Travis Audubon receives many bird questions throughout the year, and occasionally they have some pretty interesting supplementary photos. We received the following questions (and photo) from Crystal:
We saw this very pretty hawk eating a squirrel in our front yard. We weren’t sure if this was a Cooper’s Hawk or a juvenile Red-tailed Hawk; we are curious what you think it is and what features give you the clues needed to identify it?
(Warning: photo shows hawk in the middle of a somewhat bloody meal):
Click here for photo.
Our Ask-a-Birder expert for November 2020, Charles Stephens, could shed some light on how to identify this bird:
Great find and an awesome display of the food chain!

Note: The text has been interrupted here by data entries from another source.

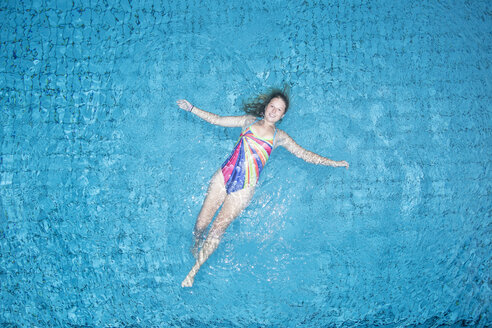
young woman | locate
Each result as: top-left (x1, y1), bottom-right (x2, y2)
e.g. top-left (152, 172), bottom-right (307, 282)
top-left (177, 89), bottom-right (349, 287)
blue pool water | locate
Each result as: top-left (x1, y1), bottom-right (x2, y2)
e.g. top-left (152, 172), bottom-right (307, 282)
top-left (0, 0), bottom-right (492, 327)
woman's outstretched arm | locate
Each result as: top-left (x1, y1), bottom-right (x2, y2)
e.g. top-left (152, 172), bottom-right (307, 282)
top-left (276, 130), bottom-right (349, 169)
top-left (176, 99), bottom-right (254, 128)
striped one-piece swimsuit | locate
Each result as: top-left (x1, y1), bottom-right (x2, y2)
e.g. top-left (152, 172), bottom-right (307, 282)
top-left (222, 120), bottom-right (277, 194)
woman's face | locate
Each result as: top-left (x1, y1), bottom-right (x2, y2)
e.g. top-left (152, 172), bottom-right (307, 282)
top-left (265, 97), bottom-right (286, 123)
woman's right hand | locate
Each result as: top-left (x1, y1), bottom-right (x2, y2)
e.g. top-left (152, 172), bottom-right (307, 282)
top-left (176, 99), bottom-right (193, 112)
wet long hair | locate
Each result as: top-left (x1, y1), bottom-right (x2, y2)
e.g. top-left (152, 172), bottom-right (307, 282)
top-left (242, 85), bottom-right (290, 117)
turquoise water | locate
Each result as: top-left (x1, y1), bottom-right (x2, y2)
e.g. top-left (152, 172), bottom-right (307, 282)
top-left (0, 0), bottom-right (492, 327)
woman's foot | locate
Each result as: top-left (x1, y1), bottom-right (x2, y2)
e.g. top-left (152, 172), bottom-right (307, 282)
top-left (181, 275), bottom-right (195, 287)
top-left (190, 237), bottom-right (205, 260)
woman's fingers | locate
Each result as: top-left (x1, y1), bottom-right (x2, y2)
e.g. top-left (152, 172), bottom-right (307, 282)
top-left (176, 99), bottom-right (191, 110)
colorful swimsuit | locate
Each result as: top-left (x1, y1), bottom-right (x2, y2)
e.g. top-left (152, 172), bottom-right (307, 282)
top-left (222, 120), bottom-right (277, 194)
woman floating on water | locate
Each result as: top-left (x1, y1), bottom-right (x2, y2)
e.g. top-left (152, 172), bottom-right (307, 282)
top-left (177, 89), bottom-right (349, 287)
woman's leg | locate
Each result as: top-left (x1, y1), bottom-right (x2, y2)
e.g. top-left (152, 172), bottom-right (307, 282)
top-left (181, 187), bottom-right (254, 287)
top-left (191, 170), bottom-right (227, 258)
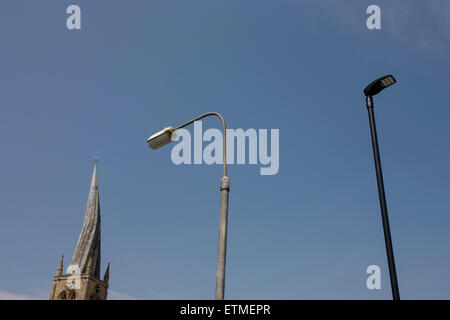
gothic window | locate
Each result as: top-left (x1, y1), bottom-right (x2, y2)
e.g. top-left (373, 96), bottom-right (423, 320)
top-left (95, 285), bottom-right (100, 294)
top-left (89, 285), bottom-right (100, 300)
top-left (69, 291), bottom-right (77, 300)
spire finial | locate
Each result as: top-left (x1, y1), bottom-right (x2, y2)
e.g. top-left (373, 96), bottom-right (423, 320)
top-left (103, 262), bottom-right (110, 283)
top-left (86, 255), bottom-right (94, 274)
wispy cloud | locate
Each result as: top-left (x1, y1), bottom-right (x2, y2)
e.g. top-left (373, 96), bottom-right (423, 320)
top-left (314, 0), bottom-right (450, 59)
top-left (0, 290), bottom-right (48, 300)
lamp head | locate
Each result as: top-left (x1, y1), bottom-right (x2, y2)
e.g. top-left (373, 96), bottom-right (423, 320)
top-left (364, 74), bottom-right (397, 97)
top-left (147, 127), bottom-right (174, 150)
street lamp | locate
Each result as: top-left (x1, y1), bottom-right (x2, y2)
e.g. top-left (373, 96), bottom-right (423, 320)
top-left (147, 112), bottom-right (230, 300)
top-left (364, 75), bottom-right (400, 300)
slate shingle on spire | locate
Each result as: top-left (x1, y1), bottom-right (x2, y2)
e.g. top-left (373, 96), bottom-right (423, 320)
top-left (69, 166), bottom-right (101, 278)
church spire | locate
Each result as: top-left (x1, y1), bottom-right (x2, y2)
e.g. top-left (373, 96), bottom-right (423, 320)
top-left (55, 255), bottom-right (64, 277)
top-left (103, 262), bottom-right (109, 284)
top-left (70, 165), bottom-right (100, 278)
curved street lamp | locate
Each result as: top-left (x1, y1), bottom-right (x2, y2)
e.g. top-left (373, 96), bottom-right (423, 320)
top-left (364, 75), bottom-right (400, 300)
top-left (147, 112), bottom-right (230, 300)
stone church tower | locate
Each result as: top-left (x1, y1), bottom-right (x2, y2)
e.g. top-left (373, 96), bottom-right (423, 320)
top-left (50, 166), bottom-right (109, 300)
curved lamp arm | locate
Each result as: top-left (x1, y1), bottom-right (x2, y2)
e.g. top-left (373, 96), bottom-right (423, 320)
top-left (173, 112), bottom-right (227, 176)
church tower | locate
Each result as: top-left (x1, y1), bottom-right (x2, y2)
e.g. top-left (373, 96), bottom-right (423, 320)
top-left (50, 166), bottom-right (109, 300)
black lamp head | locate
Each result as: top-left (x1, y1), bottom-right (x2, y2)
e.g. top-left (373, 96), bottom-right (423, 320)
top-left (364, 74), bottom-right (397, 97)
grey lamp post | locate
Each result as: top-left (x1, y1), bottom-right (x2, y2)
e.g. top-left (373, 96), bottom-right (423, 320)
top-left (147, 112), bottom-right (230, 300)
top-left (364, 75), bottom-right (400, 300)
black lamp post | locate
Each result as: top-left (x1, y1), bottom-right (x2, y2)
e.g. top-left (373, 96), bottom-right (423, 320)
top-left (364, 75), bottom-right (400, 300)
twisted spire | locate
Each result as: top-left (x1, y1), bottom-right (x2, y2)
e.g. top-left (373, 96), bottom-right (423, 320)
top-left (69, 166), bottom-right (100, 278)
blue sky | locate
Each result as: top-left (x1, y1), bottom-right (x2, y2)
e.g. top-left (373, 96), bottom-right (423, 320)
top-left (0, 0), bottom-right (450, 299)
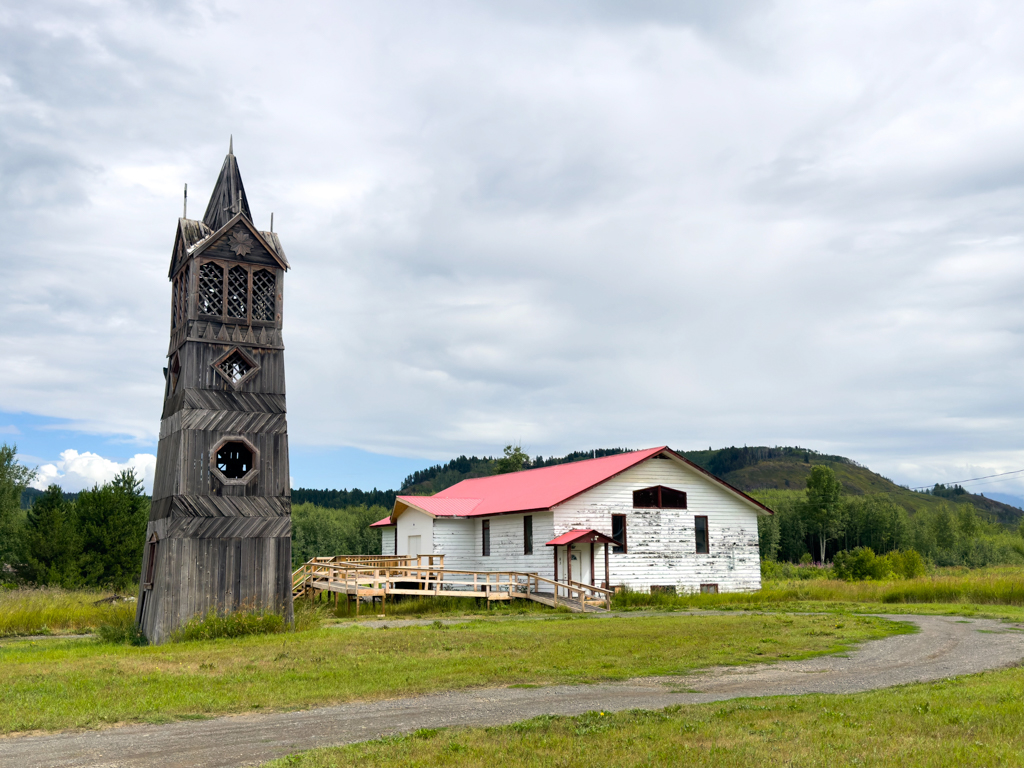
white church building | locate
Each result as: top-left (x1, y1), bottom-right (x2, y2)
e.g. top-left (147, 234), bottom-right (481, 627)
top-left (374, 446), bottom-right (772, 593)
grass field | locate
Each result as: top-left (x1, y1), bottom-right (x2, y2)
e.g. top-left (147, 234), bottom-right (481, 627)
top-left (0, 614), bottom-right (912, 733)
top-left (268, 669), bottom-right (1024, 768)
top-left (612, 566), bottom-right (1024, 610)
top-left (0, 589), bottom-right (135, 637)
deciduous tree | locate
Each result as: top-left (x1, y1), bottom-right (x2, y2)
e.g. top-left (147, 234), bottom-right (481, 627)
top-left (803, 464), bottom-right (843, 562)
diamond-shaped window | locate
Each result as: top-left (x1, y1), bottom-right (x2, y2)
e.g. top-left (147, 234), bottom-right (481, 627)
top-left (214, 349), bottom-right (258, 386)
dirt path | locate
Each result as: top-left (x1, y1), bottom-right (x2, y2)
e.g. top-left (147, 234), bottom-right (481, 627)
top-left (0, 615), bottom-right (1024, 768)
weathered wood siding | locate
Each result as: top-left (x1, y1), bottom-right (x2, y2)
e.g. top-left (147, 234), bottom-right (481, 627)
top-left (138, 523), bottom-right (292, 643)
top-left (136, 177), bottom-right (292, 643)
top-left (554, 459), bottom-right (761, 592)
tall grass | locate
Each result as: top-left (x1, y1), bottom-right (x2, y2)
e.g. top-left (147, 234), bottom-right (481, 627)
top-left (171, 600), bottom-right (327, 643)
top-left (612, 566), bottom-right (1024, 609)
top-left (323, 596), bottom-right (568, 618)
top-left (0, 588), bottom-right (135, 637)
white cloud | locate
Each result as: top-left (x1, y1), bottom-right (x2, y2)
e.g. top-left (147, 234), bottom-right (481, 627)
top-left (0, 0), bottom-right (1024, 493)
top-left (32, 449), bottom-right (157, 494)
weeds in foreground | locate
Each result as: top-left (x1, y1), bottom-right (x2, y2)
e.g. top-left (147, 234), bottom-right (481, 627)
top-left (96, 602), bottom-right (150, 645)
top-left (0, 613), bottom-right (912, 732)
top-left (0, 588), bottom-right (134, 637)
top-left (612, 566), bottom-right (1024, 610)
top-left (267, 668), bottom-right (1024, 768)
top-left (171, 600), bottom-right (327, 643)
top-left (319, 595), bottom-right (569, 618)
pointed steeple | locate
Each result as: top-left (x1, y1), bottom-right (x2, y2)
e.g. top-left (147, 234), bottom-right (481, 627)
top-left (203, 135), bottom-right (253, 231)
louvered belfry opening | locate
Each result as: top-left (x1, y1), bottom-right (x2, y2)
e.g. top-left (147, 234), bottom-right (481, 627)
top-left (199, 261), bottom-right (224, 314)
top-left (253, 269), bottom-right (276, 323)
top-left (227, 266), bottom-right (249, 319)
top-left (136, 141), bottom-right (292, 643)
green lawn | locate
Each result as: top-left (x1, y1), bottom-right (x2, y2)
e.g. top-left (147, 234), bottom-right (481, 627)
top-left (0, 614), bottom-right (912, 733)
top-left (266, 669), bottom-right (1024, 768)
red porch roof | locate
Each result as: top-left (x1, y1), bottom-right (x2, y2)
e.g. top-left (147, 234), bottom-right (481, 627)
top-left (544, 528), bottom-right (617, 547)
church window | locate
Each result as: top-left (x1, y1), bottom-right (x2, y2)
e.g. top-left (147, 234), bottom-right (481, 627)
top-left (217, 440), bottom-right (253, 480)
top-left (611, 515), bottom-right (627, 553)
top-left (213, 348), bottom-right (259, 387)
top-left (633, 485), bottom-right (686, 509)
top-left (693, 515), bottom-right (711, 555)
top-left (253, 269), bottom-right (276, 323)
top-left (199, 261), bottom-right (224, 314)
top-left (227, 266), bottom-right (249, 319)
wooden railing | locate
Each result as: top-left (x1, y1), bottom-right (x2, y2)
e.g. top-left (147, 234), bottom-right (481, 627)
top-left (292, 555), bottom-right (613, 609)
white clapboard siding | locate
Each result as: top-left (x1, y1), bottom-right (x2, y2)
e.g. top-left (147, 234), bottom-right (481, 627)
top-left (553, 458), bottom-right (761, 592)
top-left (434, 518), bottom-right (479, 570)
top-left (395, 509), bottom-right (434, 555)
top-left (434, 511), bottom-right (554, 579)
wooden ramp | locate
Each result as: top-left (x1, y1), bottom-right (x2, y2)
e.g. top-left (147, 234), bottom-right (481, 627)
top-left (292, 555), bottom-right (612, 614)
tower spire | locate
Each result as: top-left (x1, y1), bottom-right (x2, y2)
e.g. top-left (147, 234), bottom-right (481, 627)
top-left (203, 140), bottom-right (253, 231)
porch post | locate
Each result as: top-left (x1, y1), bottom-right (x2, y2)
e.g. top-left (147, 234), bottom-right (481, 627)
top-left (604, 542), bottom-right (611, 590)
top-left (590, 539), bottom-right (594, 587)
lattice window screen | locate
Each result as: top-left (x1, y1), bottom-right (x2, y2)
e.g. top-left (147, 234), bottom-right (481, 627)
top-left (199, 262), bottom-right (224, 314)
top-left (227, 266), bottom-right (249, 318)
top-left (253, 269), bottom-right (276, 322)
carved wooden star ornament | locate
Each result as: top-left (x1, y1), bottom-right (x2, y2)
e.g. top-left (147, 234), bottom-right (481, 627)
top-left (227, 232), bottom-right (253, 256)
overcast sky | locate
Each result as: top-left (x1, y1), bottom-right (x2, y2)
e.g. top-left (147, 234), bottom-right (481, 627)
top-left (0, 0), bottom-right (1024, 494)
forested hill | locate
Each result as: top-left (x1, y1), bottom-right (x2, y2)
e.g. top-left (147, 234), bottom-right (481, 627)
top-left (681, 446), bottom-right (1024, 526)
top-left (342, 445), bottom-right (1024, 526)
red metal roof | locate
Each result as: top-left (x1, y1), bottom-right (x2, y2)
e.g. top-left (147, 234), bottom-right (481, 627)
top-left (544, 528), bottom-right (616, 547)
top-left (392, 445), bottom-right (666, 517)
top-left (374, 445), bottom-right (774, 526)
top-left (395, 494), bottom-right (483, 517)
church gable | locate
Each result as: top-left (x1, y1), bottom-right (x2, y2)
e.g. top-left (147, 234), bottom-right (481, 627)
top-left (203, 218), bottom-right (286, 269)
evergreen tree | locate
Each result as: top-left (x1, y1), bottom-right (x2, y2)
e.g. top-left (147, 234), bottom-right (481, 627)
top-left (16, 485), bottom-right (82, 589)
top-left (76, 469), bottom-right (150, 590)
top-left (494, 445), bottom-right (529, 475)
top-left (0, 442), bottom-right (36, 581)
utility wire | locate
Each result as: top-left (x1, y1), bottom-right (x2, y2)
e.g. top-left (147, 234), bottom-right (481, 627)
top-left (910, 469), bottom-right (1024, 490)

This is a young Red-tailed Hawk. You concentrated on just the right section from the angle you had for one to see the bands on the tail. Notice how closely the black and tan bands are to each other and the number of them. I can count at least 6-7 black bands in one of the photos. Now, a Cooper’s Hawk will only have maybe 3-4 wide black band visible on the tail with tan-gray as the other color also in wide bands.
Another thing to note is the shape of the bill relative to the head. The Red-tailed bill is very pronounced and robust with a stout tip which projects down quite a bit whereas the Cooper’s Hawk is not nearly as robust/stout nor does it typically extend pointing downward very far.
Lastly, though it’s not visible in the photos, the Red-tailed would have a fairly clean breast and vent feathers with a steaked feather looking belly “bib” vs the Cooper’s which would have bold streaked feathers from breast to vent.